SCHMIDT So to really answer your question, I wasn’t afraid to come to Wisconsin because of what had happened here. I believe in some ways I was drawn or called to be a part of this dialogue, and I do believe it’s one of the reasons I was hired was to have that conversation. I am privileged to be at a very strong institution. I will tell you that one of my messages to our faculty and staff was to lift their heads up, that they should be proud of their work, because I am proud of their work. And I know that a lot of unfortunate things get said in the heat of a political environment, and regardless of what’s happened in the past, I’m here to send that message that they are valued and that they are important, and I’m going to work to try to make sure that we create a joyful work environment.
HARDEBECK And yet one of the things that we see is that our employees are very shy about bragging about themselves and the work that they do.
SCHMIDT A Midwestern thing.
HARDEBECK I think it might be kind of a national thing.

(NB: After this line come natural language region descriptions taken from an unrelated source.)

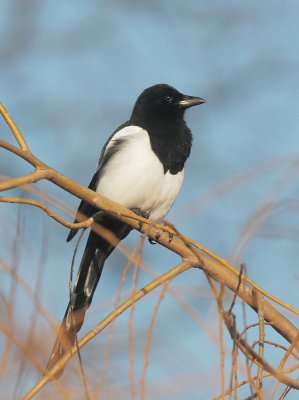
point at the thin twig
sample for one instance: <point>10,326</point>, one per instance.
<point>13,127</point>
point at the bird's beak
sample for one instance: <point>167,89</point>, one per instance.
<point>190,101</point>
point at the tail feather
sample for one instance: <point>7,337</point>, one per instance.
<point>95,254</point>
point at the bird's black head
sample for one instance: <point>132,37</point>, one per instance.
<point>162,102</point>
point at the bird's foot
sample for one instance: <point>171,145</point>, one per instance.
<point>156,240</point>
<point>140,213</point>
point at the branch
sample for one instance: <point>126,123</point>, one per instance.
<point>78,225</point>
<point>179,269</point>
<point>17,134</point>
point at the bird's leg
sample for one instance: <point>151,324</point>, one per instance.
<point>170,237</point>
<point>140,213</point>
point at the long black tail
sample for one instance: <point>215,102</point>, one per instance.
<point>95,254</point>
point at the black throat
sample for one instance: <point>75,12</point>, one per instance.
<point>171,141</point>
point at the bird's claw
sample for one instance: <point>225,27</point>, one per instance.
<point>170,237</point>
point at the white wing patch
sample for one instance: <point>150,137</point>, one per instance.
<point>134,176</point>
<point>126,131</point>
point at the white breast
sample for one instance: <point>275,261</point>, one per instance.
<point>134,176</point>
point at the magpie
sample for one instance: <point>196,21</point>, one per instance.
<point>141,167</point>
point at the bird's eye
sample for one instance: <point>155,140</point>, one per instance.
<point>168,99</point>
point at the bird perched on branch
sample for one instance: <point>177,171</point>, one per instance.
<point>141,167</point>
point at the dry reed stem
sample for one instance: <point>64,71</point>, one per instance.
<point>179,269</point>
<point>191,252</point>
<point>149,338</point>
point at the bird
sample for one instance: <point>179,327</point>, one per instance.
<point>141,167</point>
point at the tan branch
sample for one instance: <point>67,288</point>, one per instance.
<point>179,269</point>
<point>84,224</point>
<point>20,181</point>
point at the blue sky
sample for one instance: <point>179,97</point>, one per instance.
<point>70,73</point>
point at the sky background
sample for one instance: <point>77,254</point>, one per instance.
<point>70,73</point>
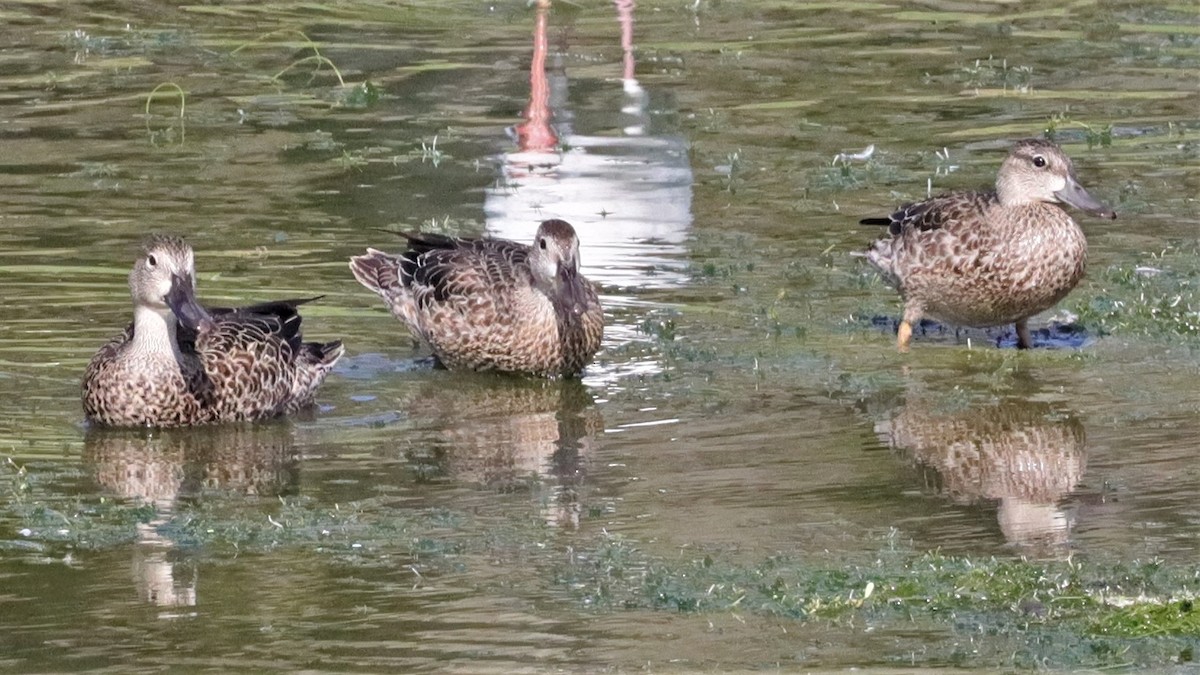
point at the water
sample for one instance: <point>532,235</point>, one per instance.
<point>744,404</point>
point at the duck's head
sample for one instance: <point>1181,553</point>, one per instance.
<point>163,279</point>
<point>1038,171</point>
<point>555,262</point>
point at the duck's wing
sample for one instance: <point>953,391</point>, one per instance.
<point>441,269</point>
<point>269,326</point>
<point>937,213</point>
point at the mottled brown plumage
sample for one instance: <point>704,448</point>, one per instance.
<point>492,304</point>
<point>995,257</point>
<point>181,364</point>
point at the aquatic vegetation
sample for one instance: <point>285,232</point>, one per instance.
<point>1157,299</point>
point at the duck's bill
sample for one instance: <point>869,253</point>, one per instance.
<point>1073,193</point>
<point>181,300</point>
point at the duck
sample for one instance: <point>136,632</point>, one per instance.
<point>492,305</point>
<point>993,257</point>
<point>183,364</point>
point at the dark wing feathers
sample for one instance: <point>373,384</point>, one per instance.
<point>438,268</point>
<point>934,213</point>
<point>235,328</point>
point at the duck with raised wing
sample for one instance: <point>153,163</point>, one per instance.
<point>989,257</point>
<point>181,364</point>
<point>492,304</point>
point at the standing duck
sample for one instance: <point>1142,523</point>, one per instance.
<point>492,304</point>
<point>181,364</point>
<point>989,257</point>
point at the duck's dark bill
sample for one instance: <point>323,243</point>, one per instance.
<point>1074,195</point>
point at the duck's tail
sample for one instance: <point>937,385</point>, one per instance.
<point>378,272</point>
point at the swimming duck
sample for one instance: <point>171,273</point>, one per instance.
<point>492,304</point>
<point>181,364</point>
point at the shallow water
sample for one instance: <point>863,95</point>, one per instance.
<point>745,401</point>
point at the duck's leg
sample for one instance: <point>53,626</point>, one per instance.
<point>1023,334</point>
<point>904,334</point>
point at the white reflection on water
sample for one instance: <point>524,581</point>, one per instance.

VAN GOMPEL It’s not just higher education. It’s just delivering the local service: the person in the street maintenance position or park maintenance position, or the person working in inspections. The issue is public perception of the service we provide. And I think society in general – and I hate making generalizations – has been accustomed to a pretty decent delivery of service, whether it’s on the educational front or local services, and the perception has changed in my 20 years from one of gratitude for service being provided to one that now sometimes society looks at it as a benefit, (that public employees) should be privileged to be in the position we are. I think we are, I think we are providing a service. But the negative perception out there that it takes three guys to fill a pothole – one guy doing the work and the other two to watch – is pretty prevalent in today’s society, and it has a huge impact on morale. I truly believe that like any other profession, 90 to 95 percent of the folks doing the job are doing an excellent or outstanding job, and it’s that 5 or 10 percent that give everybody else a bad name. The unfortunate thing in Wisconsin’s environment is there’s been a lot of that festering that everybody is critical of the service that they’re getting. We’re not in a McDonald’s or a vending machine mentality, where you put in a dollar and you’re only going to get a dollar in service or product that you want. We’re in here doing things that are good for the society in general, and the community as a whole.